1 Kommentar. Hinterlasse eine Antwort

  • Es ist inter­es­sant, dass Sie einen eher tra­di­tio­nel­len Aspekt hier ver­tre­ten. Dahin­ter steht aber die Fra­ge des Daten­schut­zes all­ge­mein und der Wunsch ins­be­son­de­re, und das ist das erstaun­li­che, von kon­ser­va­ti­ven Par­tei­en, die Pri­vat­sphä­re in allen Berei­chen durch­drin­gen zu wol­len.
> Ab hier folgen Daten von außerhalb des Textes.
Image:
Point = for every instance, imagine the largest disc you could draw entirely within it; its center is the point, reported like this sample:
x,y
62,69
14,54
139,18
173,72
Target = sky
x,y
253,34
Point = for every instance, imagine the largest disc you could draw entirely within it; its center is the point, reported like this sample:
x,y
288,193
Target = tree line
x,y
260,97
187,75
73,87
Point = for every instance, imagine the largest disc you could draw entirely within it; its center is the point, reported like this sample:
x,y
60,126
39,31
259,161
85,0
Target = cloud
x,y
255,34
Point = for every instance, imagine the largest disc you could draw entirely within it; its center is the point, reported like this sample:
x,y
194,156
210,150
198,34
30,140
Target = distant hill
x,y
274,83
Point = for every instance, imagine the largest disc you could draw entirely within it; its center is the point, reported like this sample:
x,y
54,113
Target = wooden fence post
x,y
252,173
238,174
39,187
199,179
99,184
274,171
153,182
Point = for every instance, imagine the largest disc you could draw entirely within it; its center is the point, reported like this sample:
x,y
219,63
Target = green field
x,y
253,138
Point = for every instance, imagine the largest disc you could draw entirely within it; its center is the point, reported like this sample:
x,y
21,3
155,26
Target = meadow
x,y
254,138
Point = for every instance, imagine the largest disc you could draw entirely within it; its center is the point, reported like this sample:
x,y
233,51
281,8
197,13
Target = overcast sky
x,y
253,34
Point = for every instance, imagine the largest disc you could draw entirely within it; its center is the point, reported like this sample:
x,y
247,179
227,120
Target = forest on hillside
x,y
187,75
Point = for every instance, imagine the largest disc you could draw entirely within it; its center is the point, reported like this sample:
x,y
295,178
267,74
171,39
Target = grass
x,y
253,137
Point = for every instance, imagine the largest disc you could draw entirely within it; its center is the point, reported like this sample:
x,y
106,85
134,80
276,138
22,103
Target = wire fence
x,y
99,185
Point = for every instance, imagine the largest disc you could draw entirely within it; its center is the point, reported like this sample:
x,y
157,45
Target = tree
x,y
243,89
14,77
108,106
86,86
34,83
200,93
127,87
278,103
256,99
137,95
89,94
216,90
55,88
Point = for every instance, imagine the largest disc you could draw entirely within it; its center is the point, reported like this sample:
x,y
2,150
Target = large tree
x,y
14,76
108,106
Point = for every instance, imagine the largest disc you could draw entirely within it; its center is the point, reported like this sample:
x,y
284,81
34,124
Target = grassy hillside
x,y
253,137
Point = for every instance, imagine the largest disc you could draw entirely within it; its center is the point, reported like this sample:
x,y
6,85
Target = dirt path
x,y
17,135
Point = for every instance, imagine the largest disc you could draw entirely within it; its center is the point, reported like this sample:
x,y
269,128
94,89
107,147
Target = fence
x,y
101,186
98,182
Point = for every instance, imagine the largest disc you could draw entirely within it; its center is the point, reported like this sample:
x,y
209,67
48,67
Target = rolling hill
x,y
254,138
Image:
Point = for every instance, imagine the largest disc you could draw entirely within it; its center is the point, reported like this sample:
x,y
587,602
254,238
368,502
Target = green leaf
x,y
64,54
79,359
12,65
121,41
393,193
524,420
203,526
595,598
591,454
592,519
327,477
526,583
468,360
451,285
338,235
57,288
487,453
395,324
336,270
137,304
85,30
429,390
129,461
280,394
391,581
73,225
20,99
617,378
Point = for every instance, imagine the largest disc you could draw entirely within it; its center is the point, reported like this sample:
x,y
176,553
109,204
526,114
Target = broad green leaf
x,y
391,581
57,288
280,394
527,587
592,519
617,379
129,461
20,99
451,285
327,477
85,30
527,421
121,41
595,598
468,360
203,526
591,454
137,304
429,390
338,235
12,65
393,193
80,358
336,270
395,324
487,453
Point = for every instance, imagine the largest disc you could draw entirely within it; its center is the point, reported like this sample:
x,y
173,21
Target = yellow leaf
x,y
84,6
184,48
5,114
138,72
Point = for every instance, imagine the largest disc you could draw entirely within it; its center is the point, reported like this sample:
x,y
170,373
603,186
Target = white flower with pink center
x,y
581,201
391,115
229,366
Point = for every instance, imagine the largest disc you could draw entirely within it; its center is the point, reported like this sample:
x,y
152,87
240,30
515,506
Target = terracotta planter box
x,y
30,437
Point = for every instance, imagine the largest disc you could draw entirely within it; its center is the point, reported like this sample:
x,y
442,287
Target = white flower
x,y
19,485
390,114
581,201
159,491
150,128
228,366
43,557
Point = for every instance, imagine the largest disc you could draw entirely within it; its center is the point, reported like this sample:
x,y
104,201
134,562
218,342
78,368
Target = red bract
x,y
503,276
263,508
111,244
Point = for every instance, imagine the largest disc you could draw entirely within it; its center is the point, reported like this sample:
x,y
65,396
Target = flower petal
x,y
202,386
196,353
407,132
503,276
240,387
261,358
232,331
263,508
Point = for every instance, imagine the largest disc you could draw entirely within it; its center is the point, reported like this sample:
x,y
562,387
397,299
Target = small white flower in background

Wäh­rend in den 70er und 80er Jah­ren Tau­sen­de sich gegen die Volks­zäh­lung wen­de­ten, weil sie die Offen­le­gung ihrer Daten ver­hin­dern woll­ten, pos­ten seit dem Start von Face­book Hun­dert­tau­sen­de ihr Mit­tag­essen und ihre Schlaf­ge­wohn­hei­ten.
    Es wird span­nend sein, wie Medi­zi­ner, und in der Fol­ge auch Rechts­an­wäl­te, die­se tra­di­tio­nel­le Form des Daten­schut­zes gegen die mit Sicher­heit wie­der­keh­ren­de Dis­kus­si­on ver­tei­di­gen wer­den. Daher ver­ste­he ich gut, daß Sie als Rechts­an­wäl­te bereits bei den „Kol­le­gen“ aktiv wer­den.